(18 EYLÜL PAZAR)
Bu sabah arkadaşlarımızın yeni buzdolabını görmeye kahvaltıya davetliyiz; mutfağın yeni hali çok güzel olmuş.
Sofrada yok yok adeta; ıspanaklı börek, sucuklu yumurta, fırında pastırma, peynir tabağı...
Bugünün bir özelliği daha var; bir dostumuzun yeni yaptığı sevgilisi de katılıyor; küçük sevimli bir kız-bakalım nasıl anlaşacaklar?
Öğleden sonra eve dönerken yengemle kuzenim bize uğramak istiyorlar, beş dakikada evimizi gösterip kedilerimizi sevdiriyoruz.
Akşama kadar temizlik yapmakla geçiyor sonrası; sürekli camlar açık durunca yapraklar döküntüler hep balkonlarda birikmiş, iyice silip süpürüyoruz tüm evi. Salonun, yatak odası ve çalışma odasının tozunu alıp banyo ve mutfak tezgahlarını ovuyoruz. Eve bakmak gerek...
Tam huzurla ayrılmışken gece yarısından sonra nişanlımdan endişeli bir telefon geliyor: en güzel oğlumuz balkondan düşmüş!
Bahçede bulduğunda bağırıyormuş acı acı, içime oturdu tabi.
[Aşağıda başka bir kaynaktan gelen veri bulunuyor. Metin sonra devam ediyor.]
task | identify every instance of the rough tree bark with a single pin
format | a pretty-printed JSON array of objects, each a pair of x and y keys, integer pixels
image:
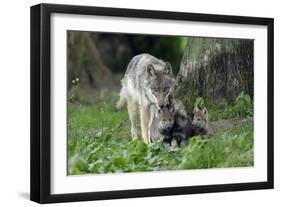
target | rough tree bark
[{"x": 216, "y": 69}]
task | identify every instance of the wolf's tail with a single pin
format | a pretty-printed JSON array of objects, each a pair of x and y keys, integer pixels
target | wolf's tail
[{"x": 120, "y": 103}]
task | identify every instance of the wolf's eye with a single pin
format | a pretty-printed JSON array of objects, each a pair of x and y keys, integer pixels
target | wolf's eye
[
  {"x": 154, "y": 90},
  {"x": 166, "y": 89}
]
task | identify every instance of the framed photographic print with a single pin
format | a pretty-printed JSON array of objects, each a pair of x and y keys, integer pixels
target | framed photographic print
[{"x": 133, "y": 103}]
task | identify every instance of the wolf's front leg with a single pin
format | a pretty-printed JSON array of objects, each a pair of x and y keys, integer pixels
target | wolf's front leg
[
  {"x": 132, "y": 110},
  {"x": 144, "y": 115},
  {"x": 152, "y": 115}
]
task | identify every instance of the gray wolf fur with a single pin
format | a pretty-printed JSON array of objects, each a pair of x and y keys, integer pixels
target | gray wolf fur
[
  {"x": 175, "y": 125},
  {"x": 147, "y": 83}
]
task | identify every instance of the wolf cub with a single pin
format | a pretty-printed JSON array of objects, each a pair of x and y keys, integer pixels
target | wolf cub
[{"x": 176, "y": 125}]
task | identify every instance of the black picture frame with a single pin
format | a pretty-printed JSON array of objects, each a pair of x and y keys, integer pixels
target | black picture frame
[{"x": 41, "y": 99}]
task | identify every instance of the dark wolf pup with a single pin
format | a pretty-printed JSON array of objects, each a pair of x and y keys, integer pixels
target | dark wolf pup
[
  {"x": 147, "y": 83},
  {"x": 176, "y": 125}
]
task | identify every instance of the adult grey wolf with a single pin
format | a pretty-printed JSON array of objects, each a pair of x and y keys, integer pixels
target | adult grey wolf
[{"x": 147, "y": 83}]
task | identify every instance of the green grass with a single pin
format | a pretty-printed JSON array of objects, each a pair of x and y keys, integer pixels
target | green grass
[{"x": 99, "y": 142}]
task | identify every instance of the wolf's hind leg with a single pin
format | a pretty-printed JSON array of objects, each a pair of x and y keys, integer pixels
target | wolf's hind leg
[
  {"x": 144, "y": 115},
  {"x": 132, "y": 110}
]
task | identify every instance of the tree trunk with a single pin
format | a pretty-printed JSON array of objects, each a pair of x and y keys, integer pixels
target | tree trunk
[{"x": 216, "y": 69}]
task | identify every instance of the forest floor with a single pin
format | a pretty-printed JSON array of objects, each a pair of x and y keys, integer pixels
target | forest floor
[{"x": 99, "y": 141}]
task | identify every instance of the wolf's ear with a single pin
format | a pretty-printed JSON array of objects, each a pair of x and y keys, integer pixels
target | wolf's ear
[
  {"x": 150, "y": 71},
  {"x": 168, "y": 69},
  {"x": 205, "y": 111},
  {"x": 196, "y": 109}
]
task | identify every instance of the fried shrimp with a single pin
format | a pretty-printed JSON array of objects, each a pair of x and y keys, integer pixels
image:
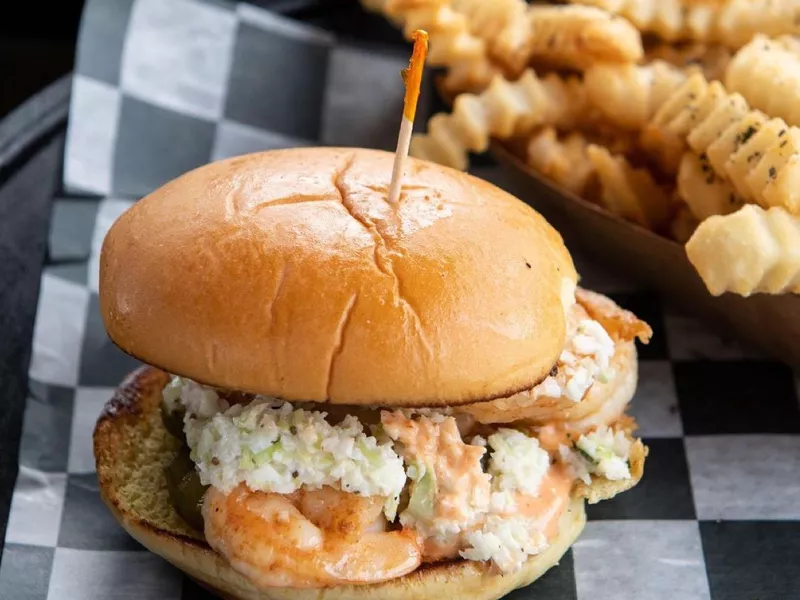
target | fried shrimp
[
  {"x": 603, "y": 390},
  {"x": 311, "y": 538}
]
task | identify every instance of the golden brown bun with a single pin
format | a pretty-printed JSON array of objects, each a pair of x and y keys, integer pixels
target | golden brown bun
[
  {"x": 287, "y": 273},
  {"x": 131, "y": 448},
  {"x": 603, "y": 404}
]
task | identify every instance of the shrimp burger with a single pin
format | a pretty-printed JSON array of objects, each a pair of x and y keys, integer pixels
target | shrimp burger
[{"x": 383, "y": 400}]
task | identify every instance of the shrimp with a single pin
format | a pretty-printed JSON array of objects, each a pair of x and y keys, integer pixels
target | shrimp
[
  {"x": 311, "y": 538},
  {"x": 621, "y": 325}
]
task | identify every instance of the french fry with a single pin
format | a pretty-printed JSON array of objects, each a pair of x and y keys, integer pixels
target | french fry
[
  {"x": 767, "y": 74},
  {"x": 758, "y": 155},
  {"x": 629, "y": 192},
  {"x": 711, "y": 60},
  {"x": 503, "y": 110},
  {"x": 501, "y": 23},
  {"x": 732, "y": 23},
  {"x": 571, "y": 37},
  {"x": 704, "y": 192},
  {"x": 577, "y": 37},
  {"x": 629, "y": 95},
  {"x": 750, "y": 251},
  {"x": 565, "y": 161}
]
Ben yokken olması, onun tek başına veterinere götürüp uğraşmasına üzüldüm, oğlanı kaybedermiyiz diye düşünmekten uyuyamadım.
Neyse ki kırık veya iç kanaması yokmuş, sadece travma atlatmış, burnunda damar çatlamış ve dişi kırılmış. Birkaç güne iyileşecek umuyoruz.